Admiral Timothy Keating, head of U.S. Pacific Command. Source: CNN

Admiral Timothy Keating, head of U.S. Pacific Command. Source: CNN



Obama Administration: 

Please don’t neglect China because of too much focus on Afghanistan, Iraq, the Middle East and elsewhere, like, uh, your predecessor did…


The Pentagon has been required by law since 2000 to report to Congress annually on China’s military.  This year’s report, along with testimony this week before Congress by Admiral Timothy Keating, the head of U.S. Pacific Command, is reported on by CNN.  The full Pentagon report appears on the DoD web site.

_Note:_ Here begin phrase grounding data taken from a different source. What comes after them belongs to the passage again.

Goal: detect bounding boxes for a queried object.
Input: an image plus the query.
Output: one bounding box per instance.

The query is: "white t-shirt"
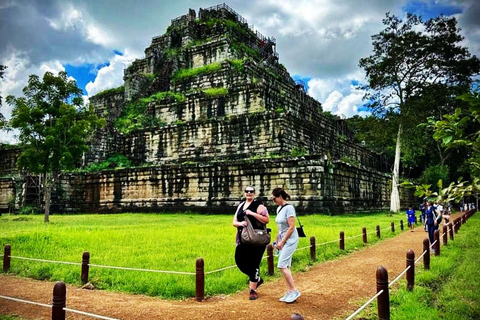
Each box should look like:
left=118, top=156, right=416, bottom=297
left=275, top=204, right=299, bottom=242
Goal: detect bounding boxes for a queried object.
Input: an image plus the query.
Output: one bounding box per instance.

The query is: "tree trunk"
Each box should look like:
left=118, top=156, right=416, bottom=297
left=390, top=124, right=402, bottom=213
left=44, top=172, right=51, bottom=223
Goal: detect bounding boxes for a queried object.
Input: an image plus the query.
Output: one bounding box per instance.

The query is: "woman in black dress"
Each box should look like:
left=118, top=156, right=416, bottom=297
left=232, top=186, right=270, bottom=300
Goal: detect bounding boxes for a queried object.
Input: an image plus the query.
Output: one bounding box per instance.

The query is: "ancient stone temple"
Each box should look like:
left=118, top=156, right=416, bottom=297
left=0, top=4, right=413, bottom=214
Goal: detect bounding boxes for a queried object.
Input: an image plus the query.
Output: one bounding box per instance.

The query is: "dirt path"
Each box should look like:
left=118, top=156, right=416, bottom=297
left=0, top=218, right=456, bottom=320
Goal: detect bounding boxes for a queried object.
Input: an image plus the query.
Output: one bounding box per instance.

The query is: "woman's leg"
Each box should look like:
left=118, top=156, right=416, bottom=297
left=248, top=245, right=266, bottom=289
left=235, top=245, right=251, bottom=277
left=236, top=244, right=265, bottom=288
left=427, top=224, right=435, bottom=246
left=279, top=267, right=296, bottom=291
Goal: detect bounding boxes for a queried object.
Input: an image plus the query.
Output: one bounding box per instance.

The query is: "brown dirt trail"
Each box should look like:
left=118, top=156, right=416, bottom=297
left=0, top=217, right=457, bottom=320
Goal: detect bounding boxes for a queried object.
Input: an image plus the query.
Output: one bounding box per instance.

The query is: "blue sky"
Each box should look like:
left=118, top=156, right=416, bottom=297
left=1, top=0, right=480, bottom=142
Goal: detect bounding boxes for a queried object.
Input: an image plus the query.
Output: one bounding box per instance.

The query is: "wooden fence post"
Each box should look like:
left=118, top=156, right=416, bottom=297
left=267, top=244, right=274, bottom=275
left=400, top=220, right=404, bottom=231
left=406, top=249, right=415, bottom=291
left=3, top=244, right=11, bottom=272
left=376, top=225, right=381, bottom=239
left=454, top=219, right=459, bottom=234
left=391, top=222, right=395, bottom=233
left=376, top=266, right=390, bottom=320
left=449, top=222, right=454, bottom=241
left=362, top=227, right=367, bottom=245
left=434, top=230, right=440, bottom=256
left=442, top=225, right=448, bottom=246
left=339, top=231, right=345, bottom=250
left=196, top=258, right=204, bottom=302
left=423, top=238, right=430, bottom=270
left=81, top=251, right=90, bottom=284
left=52, top=281, right=66, bottom=320
left=310, top=236, right=316, bottom=262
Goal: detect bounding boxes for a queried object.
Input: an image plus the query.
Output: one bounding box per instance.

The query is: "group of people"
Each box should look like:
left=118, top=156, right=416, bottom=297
left=406, top=200, right=451, bottom=249
left=233, top=186, right=301, bottom=303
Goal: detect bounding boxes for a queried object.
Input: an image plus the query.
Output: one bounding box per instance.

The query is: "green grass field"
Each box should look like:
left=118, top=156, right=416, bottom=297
left=344, top=212, right=480, bottom=320
left=0, top=211, right=406, bottom=299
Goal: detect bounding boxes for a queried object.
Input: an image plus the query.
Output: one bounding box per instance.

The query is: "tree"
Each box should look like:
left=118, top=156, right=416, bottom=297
left=359, top=13, right=480, bottom=212
left=6, top=71, right=104, bottom=222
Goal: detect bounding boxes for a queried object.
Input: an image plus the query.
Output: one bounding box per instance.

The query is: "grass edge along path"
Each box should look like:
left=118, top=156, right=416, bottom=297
left=346, top=212, right=480, bottom=320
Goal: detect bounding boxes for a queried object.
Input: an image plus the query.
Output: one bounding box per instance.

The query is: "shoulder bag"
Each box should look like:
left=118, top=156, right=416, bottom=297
left=279, top=204, right=306, bottom=237
left=241, top=216, right=271, bottom=246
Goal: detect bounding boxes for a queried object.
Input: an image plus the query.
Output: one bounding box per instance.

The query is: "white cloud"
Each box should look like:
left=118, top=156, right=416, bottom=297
left=47, top=4, right=115, bottom=47
left=0, top=50, right=68, bottom=120
left=85, top=50, right=136, bottom=96
left=308, top=78, right=369, bottom=118
left=39, top=60, right=65, bottom=75
left=0, top=49, right=30, bottom=107
left=47, top=7, right=83, bottom=31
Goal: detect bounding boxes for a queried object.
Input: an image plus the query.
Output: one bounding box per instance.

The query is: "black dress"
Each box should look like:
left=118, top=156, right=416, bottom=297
left=234, top=200, right=266, bottom=283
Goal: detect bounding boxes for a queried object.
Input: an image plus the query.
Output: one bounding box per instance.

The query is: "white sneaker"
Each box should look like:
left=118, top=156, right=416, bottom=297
left=284, top=290, right=301, bottom=303
left=279, top=291, right=290, bottom=302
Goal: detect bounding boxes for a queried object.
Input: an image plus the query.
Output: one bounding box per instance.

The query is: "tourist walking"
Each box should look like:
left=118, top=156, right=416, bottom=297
left=406, top=205, right=416, bottom=232
left=424, top=200, right=441, bottom=250
left=232, top=186, right=270, bottom=300
left=272, top=187, right=301, bottom=303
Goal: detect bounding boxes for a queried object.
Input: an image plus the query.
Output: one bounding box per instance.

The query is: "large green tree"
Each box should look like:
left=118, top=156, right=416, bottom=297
left=6, top=71, right=104, bottom=222
left=359, top=13, right=480, bottom=212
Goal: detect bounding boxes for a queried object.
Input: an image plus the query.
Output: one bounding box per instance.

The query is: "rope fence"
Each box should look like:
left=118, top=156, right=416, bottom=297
left=344, top=209, right=476, bottom=320
left=64, top=308, right=121, bottom=320
left=2, top=219, right=409, bottom=302
left=345, top=290, right=384, bottom=320
left=0, top=282, right=121, bottom=320
left=4, top=211, right=474, bottom=306
left=9, top=256, right=81, bottom=266
left=388, top=265, right=411, bottom=287
left=0, top=294, right=52, bottom=308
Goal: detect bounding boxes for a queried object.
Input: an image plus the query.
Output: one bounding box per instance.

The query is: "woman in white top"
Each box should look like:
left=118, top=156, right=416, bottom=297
left=272, top=187, right=301, bottom=303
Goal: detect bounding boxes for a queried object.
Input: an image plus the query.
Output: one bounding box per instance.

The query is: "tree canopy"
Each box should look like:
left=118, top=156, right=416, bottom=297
left=6, top=71, right=104, bottom=221
left=358, top=13, right=480, bottom=210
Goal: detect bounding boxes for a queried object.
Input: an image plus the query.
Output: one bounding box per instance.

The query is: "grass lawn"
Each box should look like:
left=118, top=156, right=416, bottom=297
left=0, top=211, right=406, bottom=299
left=346, top=212, right=480, bottom=320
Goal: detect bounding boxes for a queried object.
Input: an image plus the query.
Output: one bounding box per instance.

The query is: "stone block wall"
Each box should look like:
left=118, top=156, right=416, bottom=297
left=0, top=177, right=17, bottom=212
left=55, top=156, right=413, bottom=214
left=0, top=147, right=22, bottom=176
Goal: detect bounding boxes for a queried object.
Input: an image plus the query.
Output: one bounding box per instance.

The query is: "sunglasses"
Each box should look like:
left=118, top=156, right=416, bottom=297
left=245, top=190, right=255, bottom=194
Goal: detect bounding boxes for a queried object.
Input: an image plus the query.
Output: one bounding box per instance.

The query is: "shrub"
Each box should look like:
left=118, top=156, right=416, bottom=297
left=420, top=165, right=449, bottom=193
left=19, top=205, right=41, bottom=215
left=203, top=88, right=228, bottom=98
left=290, top=147, right=307, bottom=157
left=172, top=63, right=222, bottom=83
left=95, top=86, right=125, bottom=98
left=77, top=154, right=132, bottom=173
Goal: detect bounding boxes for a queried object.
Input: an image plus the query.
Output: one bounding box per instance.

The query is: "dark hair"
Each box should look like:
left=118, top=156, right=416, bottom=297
left=272, top=187, right=290, bottom=200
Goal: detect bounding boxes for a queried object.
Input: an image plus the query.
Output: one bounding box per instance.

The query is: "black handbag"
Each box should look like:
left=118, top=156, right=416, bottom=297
left=296, top=216, right=306, bottom=238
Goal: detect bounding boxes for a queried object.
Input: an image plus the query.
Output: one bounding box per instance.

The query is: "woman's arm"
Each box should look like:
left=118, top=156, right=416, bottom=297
left=232, top=204, right=247, bottom=228
left=276, top=216, right=295, bottom=250
left=244, top=204, right=269, bottom=224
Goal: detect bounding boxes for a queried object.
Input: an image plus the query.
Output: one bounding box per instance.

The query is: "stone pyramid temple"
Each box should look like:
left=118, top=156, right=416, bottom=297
left=0, top=4, right=413, bottom=214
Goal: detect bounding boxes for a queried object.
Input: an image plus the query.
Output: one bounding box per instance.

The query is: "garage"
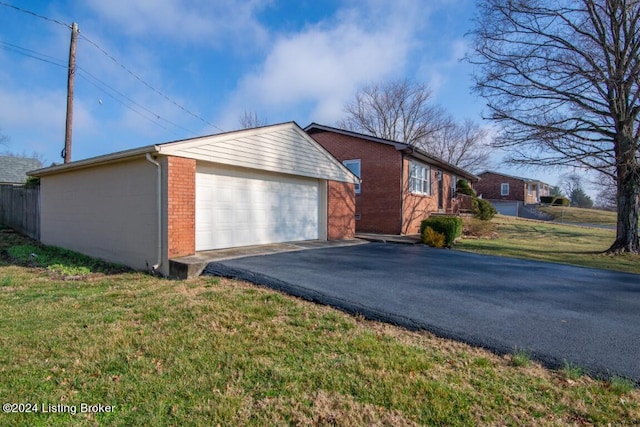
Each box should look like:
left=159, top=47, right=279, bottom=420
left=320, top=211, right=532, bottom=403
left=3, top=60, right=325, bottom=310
left=195, top=163, right=320, bottom=250
left=30, top=122, right=358, bottom=277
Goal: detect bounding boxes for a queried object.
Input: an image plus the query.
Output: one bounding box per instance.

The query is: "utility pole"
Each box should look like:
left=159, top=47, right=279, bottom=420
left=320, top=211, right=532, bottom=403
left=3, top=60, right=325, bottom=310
left=63, top=22, right=78, bottom=163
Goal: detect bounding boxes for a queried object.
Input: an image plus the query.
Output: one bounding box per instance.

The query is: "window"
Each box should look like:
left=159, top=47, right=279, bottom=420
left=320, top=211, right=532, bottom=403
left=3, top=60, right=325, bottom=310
left=343, top=159, right=361, bottom=194
left=409, top=161, right=431, bottom=195
left=450, top=174, right=458, bottom=198
left=501, top=183, right=509, bottom=196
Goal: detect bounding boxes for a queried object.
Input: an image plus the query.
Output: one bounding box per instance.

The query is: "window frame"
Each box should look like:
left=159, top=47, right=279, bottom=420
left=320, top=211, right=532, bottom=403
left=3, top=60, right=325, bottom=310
left=501, top=183, right=510, bottom=196
left=450, top=174, right=458, bottom=198
left=409, top=161, right=431, bottom=196
left=343, top=159, right=361, bottom=194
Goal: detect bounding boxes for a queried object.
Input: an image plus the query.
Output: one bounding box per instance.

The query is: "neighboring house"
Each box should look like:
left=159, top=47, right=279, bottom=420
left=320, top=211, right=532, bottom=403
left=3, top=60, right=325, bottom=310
left=474, top=171, right=551, bottom=216
left=305, top=123, right=479, bottom=235
left=29, top=122, right=359, bottom=277
left=0, top=156, right=42, bottom=184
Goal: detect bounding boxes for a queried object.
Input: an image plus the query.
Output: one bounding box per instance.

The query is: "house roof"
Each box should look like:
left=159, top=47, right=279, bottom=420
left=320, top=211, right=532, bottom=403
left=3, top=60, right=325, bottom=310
left=304, top=123, right=479, bottom=182
left=478, top=170, right=551, bottom=186
left=0, top=156, right=42, bottom=184
left=28, top=122, right=359, bottom=184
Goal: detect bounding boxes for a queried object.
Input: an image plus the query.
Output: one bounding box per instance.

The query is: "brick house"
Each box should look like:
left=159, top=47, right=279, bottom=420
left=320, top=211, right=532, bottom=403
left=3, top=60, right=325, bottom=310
left=29, top=122, right=358, bottom=277
left=305, top=123, right=478, bottom=235
left=474, top=171, right=551, bottom=205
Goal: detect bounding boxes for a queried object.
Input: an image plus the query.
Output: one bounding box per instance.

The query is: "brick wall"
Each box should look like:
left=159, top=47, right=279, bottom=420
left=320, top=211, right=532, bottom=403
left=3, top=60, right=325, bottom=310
left=308, top=130, right=404, bottom=234
left=327, top=180, right=355, bottom=239
left=167, top=156, right=196, bottom=258
left=475, top=172, right=526, bottom=202
left=402, top=157, right=439, bottom=234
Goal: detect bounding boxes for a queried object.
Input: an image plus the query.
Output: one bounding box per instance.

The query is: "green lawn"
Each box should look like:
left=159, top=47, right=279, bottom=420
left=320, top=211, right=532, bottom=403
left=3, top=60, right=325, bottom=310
left=457, top=216, right=640, bottom=274
left=1, top=230, right=638, bottom=426
left=537, top=206, right=617, bottom=226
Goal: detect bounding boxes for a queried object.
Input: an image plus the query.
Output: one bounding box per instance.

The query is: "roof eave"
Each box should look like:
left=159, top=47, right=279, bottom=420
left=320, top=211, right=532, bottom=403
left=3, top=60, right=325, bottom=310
left=28, top=145, right=160, bottom=177
left=400, top=146, right=479, bottom=182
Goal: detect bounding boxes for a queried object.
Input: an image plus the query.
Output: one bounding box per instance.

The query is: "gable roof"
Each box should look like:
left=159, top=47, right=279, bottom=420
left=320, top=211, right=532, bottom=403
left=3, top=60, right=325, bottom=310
left=0, top=156, right=42, bottom=184
left=304, top=123, right=478, bottom=182
left=478, top=170, right=551, bottom=186
left=29, top=122, right=359, bottom=184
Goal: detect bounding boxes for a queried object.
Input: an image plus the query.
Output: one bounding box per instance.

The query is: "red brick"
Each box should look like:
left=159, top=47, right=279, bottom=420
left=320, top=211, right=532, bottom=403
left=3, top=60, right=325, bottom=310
left=167, top=156, right=196, bottom=258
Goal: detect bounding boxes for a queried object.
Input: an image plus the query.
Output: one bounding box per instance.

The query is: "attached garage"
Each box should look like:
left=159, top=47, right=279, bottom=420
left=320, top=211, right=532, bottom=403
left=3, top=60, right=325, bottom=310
left=195, top=163, right=321, bottom=250
left=29, top=122, right=358, bottom=277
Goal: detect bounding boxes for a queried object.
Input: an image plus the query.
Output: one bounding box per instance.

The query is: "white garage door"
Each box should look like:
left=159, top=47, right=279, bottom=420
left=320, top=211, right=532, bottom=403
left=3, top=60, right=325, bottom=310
left=196, top=164, right=320, bottom=251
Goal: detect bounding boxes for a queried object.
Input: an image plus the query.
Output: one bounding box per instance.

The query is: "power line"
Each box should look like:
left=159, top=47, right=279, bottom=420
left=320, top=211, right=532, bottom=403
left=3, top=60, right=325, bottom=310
left=79, top=34, right=225, bottom=133
left=0, top=1, right=226, bottom=134
left=76, top=67, right=199, bottom=136
left=0, top=40, right=67, bottom=68
left=0, top=38, right=199, bottom=137
left=0, top=1, right=69, bottom=28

It appears that the themes stressed in this year’s report are much the same as last year’s: China’s relentless effort to project military power, including across the Taiwan Straits; its continuing difficulty to establish such a capability; and, the ongoing shift of the Asian balance of power in China’s favor.  This year’s Pentagon report appears to emphasize more the lack of transparency about China’s capabilities and intentions.  The latter was exacerbated when direct U.S.-Chinese military-to-military talks were suspended after Washington announced in November 2008 it was selling weapons to Taiwan.  And, the incident over the US surveillance vessel, the Impeccable, caught nearly a 100 miles offshore China earlier this month, has likewise soured relations between the two great powers.  Admiral Keating told Congress he wanted the dialogue with China to resume.


The West has been successful thus far in bringing China into its institutions, evidenced above all by China’s becoming a major player in the global economy.  It would be worthwhile, therefore, for tensions over Taiwan and over the multiple national claims in the South China Sea to be reduced.  While national interests will continue to collide, a reduction of uncertainty about intentions and objectives would serve to reduce the frictions.